Movie Review: Mortal Kombat


DATE: APRIL 23, 2021

Films based on video games have always been a struggling genre. It never caught on to mainstream moviegoers and received poor reception from fans of the game it was adapted from. Unlike the films based on the current popular superhero genre, earlier video game-based films were criticized for lack of accuracy to the source material and dated special effects. However, in the last decade, films such as Rampage, Detective Pikachu, and Sonic, the genre has somewhat improved in terms of the films now having bigger budgets, better graphics for the special effects, and being closer to the source material for fans to enjoy.

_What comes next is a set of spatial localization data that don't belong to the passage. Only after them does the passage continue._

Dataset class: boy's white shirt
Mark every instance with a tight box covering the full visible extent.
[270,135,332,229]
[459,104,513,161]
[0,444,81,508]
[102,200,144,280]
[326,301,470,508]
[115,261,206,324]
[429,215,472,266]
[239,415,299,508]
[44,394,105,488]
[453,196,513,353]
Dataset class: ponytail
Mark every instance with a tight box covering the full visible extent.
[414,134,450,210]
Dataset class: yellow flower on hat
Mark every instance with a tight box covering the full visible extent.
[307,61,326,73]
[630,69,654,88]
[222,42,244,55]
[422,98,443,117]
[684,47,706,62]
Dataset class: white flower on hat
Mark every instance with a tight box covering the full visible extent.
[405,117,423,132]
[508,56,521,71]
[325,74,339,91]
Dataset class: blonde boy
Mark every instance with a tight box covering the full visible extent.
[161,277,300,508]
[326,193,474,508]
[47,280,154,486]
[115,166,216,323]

Now it can only get better with the genre’s newest film based on one of the popular video games from the 90s, Mortal Kombat.

Mortal Kombat begins in Osaka, Japan with the opening scene showing Hanzo Hasashi, also known as Scorpion (Hiroyuki Sanada), gardening with his wife and son. Hanzo’s wife and oldest son go inside their home to check on their infant daughter who is crying, while Hanzo goes to get fresh water. As his wife and son are consoling the baby girl, the two hear a scream from a distance and without hesitation she hides her baby so she won’t be heard or seen. Suddenly, Hanzo’s mortal enemy, Bihan, also known as Sub-Zero (Joe Taslim) appears. Meanwhile, Hanzo hears a loud terrified scream coming from his wife and immediately runs to her. As the devastated Hanzo grieves over his wife and son who were both tragically frozen to death, he sees his rival ninja clan, the Lin Kuei, about to attack him. Hanzo brutally kills all of the Lin Kuei ninjas until Bihan is the last one standing. Hanzo walks up to his foe fueled with hate and anger ready to take his revenge but unfortunately for him he is slain by Bihan. Suddenly, a powerful lightning strike hits the ground and the God of Thunder, Lord Raiden (Tadanobu Asano), appears only to find Hanzo’s infant daughter, who is the last survivor of the massacre. He takes the child and disappears into a flash of lightning.

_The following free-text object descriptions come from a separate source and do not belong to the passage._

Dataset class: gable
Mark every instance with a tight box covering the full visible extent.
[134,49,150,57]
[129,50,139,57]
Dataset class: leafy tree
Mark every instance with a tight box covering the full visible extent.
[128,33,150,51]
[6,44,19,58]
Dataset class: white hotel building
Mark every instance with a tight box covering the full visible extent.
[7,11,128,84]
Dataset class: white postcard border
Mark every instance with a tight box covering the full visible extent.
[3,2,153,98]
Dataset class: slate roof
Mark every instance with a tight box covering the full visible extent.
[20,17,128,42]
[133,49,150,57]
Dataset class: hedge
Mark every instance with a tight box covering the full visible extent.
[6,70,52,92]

Centuries later, martial arts fighter Cole Young (Lewis Tan) is seen fighting in a cage match, and unfortunately loses, but is comforted by his daughter. As Cole and his daughter are about to leave, Jax Briggs (Mehcad Brooks) who watched him during his match, strikes up a conversation with Cole about his strange birthmark. Cole and his daughter are next seen at a shop where it strangely begins to snow in July. Cole realizes that the ninja controlling the weather is Sub-Zero who then begins to make it hail. Jax immediately gets Cole and his daughter into his car explaining that he is being hunted by the fighters of Outworld because he was chosen as one of the fighters to participate in the annual Mortal Kombat to defend the Earth.

Mortal Kombat is an overall good adaption of a popular video game saga. It has promising potential, but doesn’t fully develop its huge roster of characters. It’s just as violent as its gaming counterpart and delivers on the gory fatalities for long time Mortal Kombat fans. While first entry is different from canon lore, it does tease a better potential sequel that could turn into a franchise over time.